Amnesty International and the Surveillance Technology Oversight Project (STOP) released on Thursday more than 2,700 New York Police Department (NYPD) documents obtained after a five-year lawsuit. The groups argue that the documents reveal extensive and discriminatory surveillance practices.
The records, ordered to be disclosed by a New York state court in 2022, show repeated uses of facial recognition technology (FRT) against individuals engaged in everyday activity as well as political expression. According to the organizations, the disclosures detail how the NYPD relied on FRT to identify people flagged by public reports that labeled them “suspicious” for speaking a foreign language or wearing culturally distinctive clothing. Advocates say these reports demonstrate that racial and cultural profiling frequently served as the basis for surveillance queries.

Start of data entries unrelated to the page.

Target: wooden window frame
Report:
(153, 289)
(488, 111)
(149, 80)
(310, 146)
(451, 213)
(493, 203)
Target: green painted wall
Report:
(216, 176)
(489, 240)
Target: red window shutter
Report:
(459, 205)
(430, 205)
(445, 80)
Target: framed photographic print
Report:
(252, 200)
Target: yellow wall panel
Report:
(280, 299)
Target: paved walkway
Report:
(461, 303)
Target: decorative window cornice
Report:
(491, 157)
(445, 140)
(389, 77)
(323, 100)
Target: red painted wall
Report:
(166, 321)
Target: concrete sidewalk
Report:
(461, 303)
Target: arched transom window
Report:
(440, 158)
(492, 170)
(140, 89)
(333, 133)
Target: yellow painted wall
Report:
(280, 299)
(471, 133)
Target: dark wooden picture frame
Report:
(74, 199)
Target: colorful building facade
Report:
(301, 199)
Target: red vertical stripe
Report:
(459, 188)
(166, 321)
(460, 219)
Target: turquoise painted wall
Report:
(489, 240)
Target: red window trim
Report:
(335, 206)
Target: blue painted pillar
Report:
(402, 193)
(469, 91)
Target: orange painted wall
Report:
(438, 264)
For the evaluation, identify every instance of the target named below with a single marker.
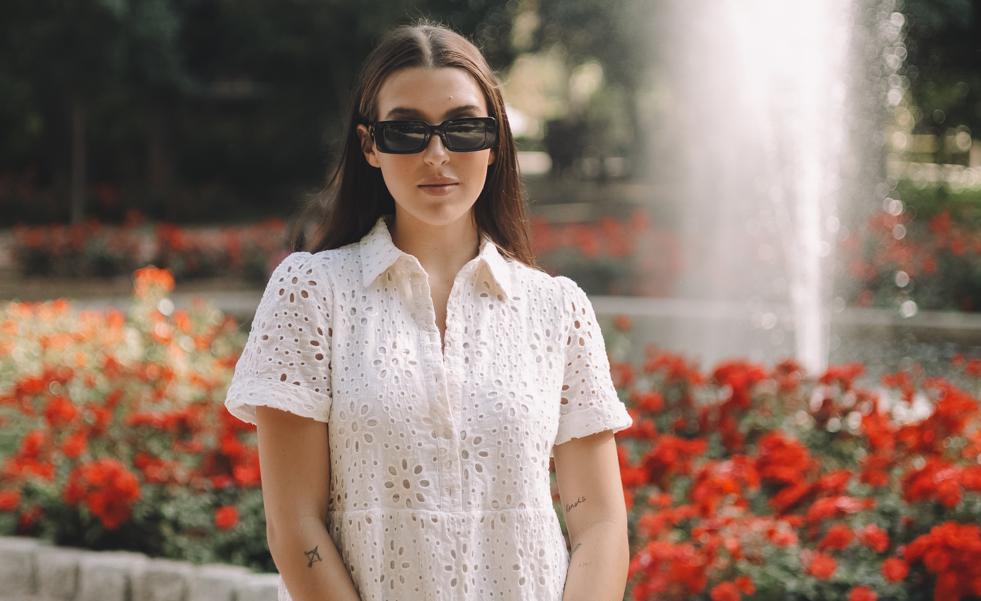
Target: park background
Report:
(775, 208)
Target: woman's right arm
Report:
(294, 464)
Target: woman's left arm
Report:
(591, 492)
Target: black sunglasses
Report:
(467, 134)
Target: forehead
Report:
(431, 92)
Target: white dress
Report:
(440, 486)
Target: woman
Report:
(413, 373)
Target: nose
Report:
(435, 153)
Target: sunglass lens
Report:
(403, 137)
(467, 135)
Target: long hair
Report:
(355, 196)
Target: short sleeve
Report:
(589, 401)
(286, 360)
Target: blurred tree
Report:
(244, 98)
(943, 64)
(68, 53)
(621, 35)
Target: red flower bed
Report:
(749, 482)
(742, 482)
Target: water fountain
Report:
(770, 151)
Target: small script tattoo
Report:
(312, 555)
(572, 506)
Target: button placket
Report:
(448, 459)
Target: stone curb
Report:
(36, 570)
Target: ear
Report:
(368, 147)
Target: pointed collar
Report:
(378, 253)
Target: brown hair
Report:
(355, 196)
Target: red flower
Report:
(226, 517)
(745, 585)
(106, 488)
(9, 500)
(862, 593)
(837, 538)
(782, 460)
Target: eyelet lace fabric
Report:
(439, 478)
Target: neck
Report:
(441, 249)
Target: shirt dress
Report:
(439, 458)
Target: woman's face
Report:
(432, 95)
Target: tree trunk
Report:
(78, 161)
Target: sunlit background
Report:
(753, 181)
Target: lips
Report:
(438, 181)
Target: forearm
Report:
(309, 563)
(598, 564)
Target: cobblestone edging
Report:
(34, 570)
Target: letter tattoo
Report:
(312, 555)
(572, 506)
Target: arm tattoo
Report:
(312, 555)
(572, 506)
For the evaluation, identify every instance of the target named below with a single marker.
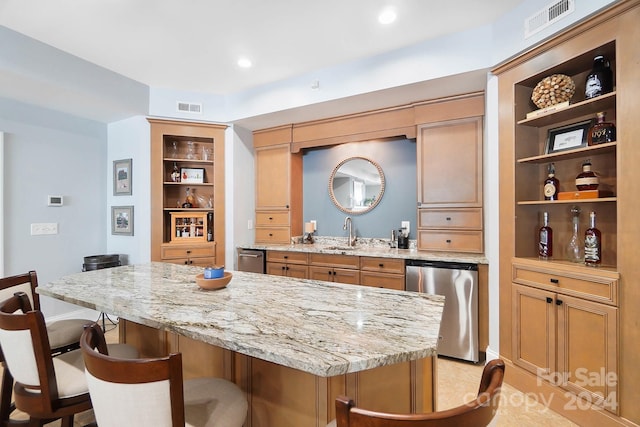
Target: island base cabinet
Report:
(286, 397)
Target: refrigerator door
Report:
(459, 327)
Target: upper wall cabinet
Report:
(278, 186)
(187, 192)
(449, 154)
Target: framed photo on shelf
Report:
(122, 177)
(192, 175)
(122, 220)
(567, 137)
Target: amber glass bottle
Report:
(551, 185)
(592, 243)
(545, 241)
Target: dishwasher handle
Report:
(451, 265)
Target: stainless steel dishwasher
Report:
(458, 283)
(251, 260)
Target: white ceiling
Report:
(194, 44)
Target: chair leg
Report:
(5, 396)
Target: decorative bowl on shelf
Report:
(213, 284)
(553, 90)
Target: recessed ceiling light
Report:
(244, 63)
(387, 16)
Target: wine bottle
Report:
(602, 131)
(592, 243)
(545, 242)
(175, 173)
(587, 179)
(551, 184)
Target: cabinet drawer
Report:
(188, 251)
(268, 218)
(272, 235)
(382, 280)
(289, 257)
(593, 286)
(457, 241)
(470, 219)
(332, 260)
(385, 265)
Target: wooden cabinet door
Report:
(272, 177)
(450, 163)
(587, 350)
(534, 329)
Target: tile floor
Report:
(457, 383)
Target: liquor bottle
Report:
(592, 243)
(600, 79)
(601, 131)
(175, 174)
(574, 247)
(545, 242)
(587, 179)
(551, 184)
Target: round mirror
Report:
(356, 185)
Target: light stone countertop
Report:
(322, 328)
(373, 247)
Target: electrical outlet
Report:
(41, 228)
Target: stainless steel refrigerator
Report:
(458, 283)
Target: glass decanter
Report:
(574, 247)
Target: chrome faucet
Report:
(352, 237)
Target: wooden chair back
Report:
(140, 392)
(27, 283)
(476, 413)
(27, 354)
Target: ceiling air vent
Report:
(189, 107)
(547, 16)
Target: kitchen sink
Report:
(341, 248)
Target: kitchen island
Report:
(292, 345)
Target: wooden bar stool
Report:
(64, 335)
(151, 392)
(46, 387)
(476, 413)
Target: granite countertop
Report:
(373, 247)
(322, 328)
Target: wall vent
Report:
(547, 16)
(189, 107)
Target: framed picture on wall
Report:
(122, 220)
(122, 177)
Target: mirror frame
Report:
(368, 208)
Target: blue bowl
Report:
(214, 272)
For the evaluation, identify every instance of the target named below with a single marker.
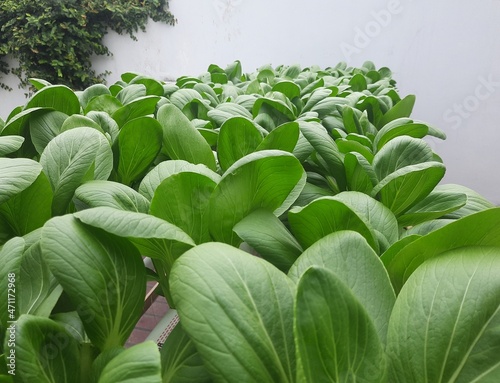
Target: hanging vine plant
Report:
(55, 39)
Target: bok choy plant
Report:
(295, 219)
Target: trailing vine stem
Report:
(55, 39)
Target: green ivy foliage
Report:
(55, 39)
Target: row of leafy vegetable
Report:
(367, 269)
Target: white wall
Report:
(446, 52)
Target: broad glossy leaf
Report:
(288, 88)
(102, 274)
(45, 126)
(234, 71)
(227, 110)
(10, 258)
(310, 192)
(139, 142)
(45, 351)
(138, 364)
(278, 102)
(397, 128)
(268, 235)
(29, 209)
(92, 91)
(180, 360)
(315, 97)
(130, 93)
(16, 174)
(19, 122)
(475, 201)
(427, 227)
(139, 107)
(167, 168)
(184, 96)
(181, 140)
(346, 146)
(9, 144)
(58, 97)
(38, 289)
(358, 83)
(103, 103)
(106, 123)
(153, 87)
(324, 216)
(111, 194)
(269, 179)
(238, 136)
(283, 137)
(375, 214)
(400, 152)
(478, 229)
(78, 121)
(245, 330)
(350, 257)
(134, 225)
(189, 209)
(444, 327)
(435, 205)
(402, 109)
(359, 173)
(336, 340)
(73, 157)
(319, 139)
(405, 187)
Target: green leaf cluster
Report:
(293, 217)
(55, 40)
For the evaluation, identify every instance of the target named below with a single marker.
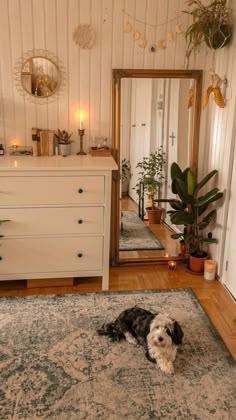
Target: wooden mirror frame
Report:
(48, 55)
(117, 75)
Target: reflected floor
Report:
(161, 231)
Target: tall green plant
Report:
(190, 210)
(211, 24)
(151, 174)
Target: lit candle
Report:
(209, 270)
(81, 122)
(172, 265)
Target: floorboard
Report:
(214, 298)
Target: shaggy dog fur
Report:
(158, 333)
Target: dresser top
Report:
(68, 163)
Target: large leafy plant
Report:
(190, 209)
(151, 174)
(211, 23)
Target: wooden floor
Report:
(214, 298)
(161, 231)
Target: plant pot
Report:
(154, 215)
(64, 149)
(196, 263)
(220, 38)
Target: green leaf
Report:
(209, 240)
(182, 191)
(201, 209)
(182, 218)
(175, 171)
(206, 179)
(178, 205)
(176, 235)
(208, 198)
(207, 219)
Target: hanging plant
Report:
(211, 25)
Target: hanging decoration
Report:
(84, 36)
(191, 96)
(133, 25)
(215, 88)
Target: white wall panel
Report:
(28, 24)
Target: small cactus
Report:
(63, 136)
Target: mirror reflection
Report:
(155, 130)
(40, 76)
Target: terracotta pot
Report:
(64, 149)
(154, 215)
(196, 264)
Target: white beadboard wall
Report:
(49, 24)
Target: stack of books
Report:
(43, 142)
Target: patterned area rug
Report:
(135, 235)
(54, 365)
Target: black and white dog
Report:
(158, 333)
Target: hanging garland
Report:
(138, 36)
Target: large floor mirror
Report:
(153, 110)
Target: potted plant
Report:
(125, 175)
(64, 142)
(151, 176)
(190, 211)
(211, 24)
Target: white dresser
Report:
(59, 210)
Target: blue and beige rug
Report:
(54, 365)
(135, 234)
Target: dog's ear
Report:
(177, 333)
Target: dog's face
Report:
(164, 332)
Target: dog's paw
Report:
(167, 368)
(151, 359)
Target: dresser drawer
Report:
(49, 190)
(52, 221)
(45, 255)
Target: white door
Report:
(228, 277)
(141, 98)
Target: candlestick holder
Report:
(172, 265)
(81, 135)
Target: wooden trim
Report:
(117, 75)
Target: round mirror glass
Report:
(40, 77)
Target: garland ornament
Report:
(215, 88)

The records also reveal that the NYPD spent more than $5 million on facial recognition technology between 2019 and 2020 and has continued to invest at least $100,000 annually. The department stopped tracking accuracy in 2015 after finding error rates too high, yet continued to deploy the technology. In one instance, officers worked with the US Marshals Service to contract a facial recognition vendor to surveil a private social media account, allegedly in violation of departmental policy.
The documents further show the NYPD using facial recognition to monitor political expression. Officers reviewed social media posts using slang to reference Times Square on New Year’s Eve and conducted queries related to graffiti of a common protest slogan against the police force. In another instance, they used FRT to identify artists based solely on content in a music video. The groups also cite a December 2019 report in which two men in Times Square were subjected to FRT after being reported for speaking a Middle Eastern language and not dancing.
Amnesty International and STOP are calling on New York City lawmakers to enact legislation banning government use of facial recognition, noting that two measures already have majority sponsorship in the city council. They further urge the NYPD and the mayor to halt use of the technology immediately.
Amnesty International has previously raised awareness about how the disclosures show a pattern of surveillance disproportionately affecting black and brown communities, and now warns that the use of FRT creates a chilling effect on free expression and peaceful assembly.
The UN warned mid-June 2025 that the use of artificial intelligence, such as FRT, must comply with international human rights standards. In the report, the UN states that AI that cannot comply with human rights standards should be prohibited and urges states to “establish human rights policies for AI deployment.”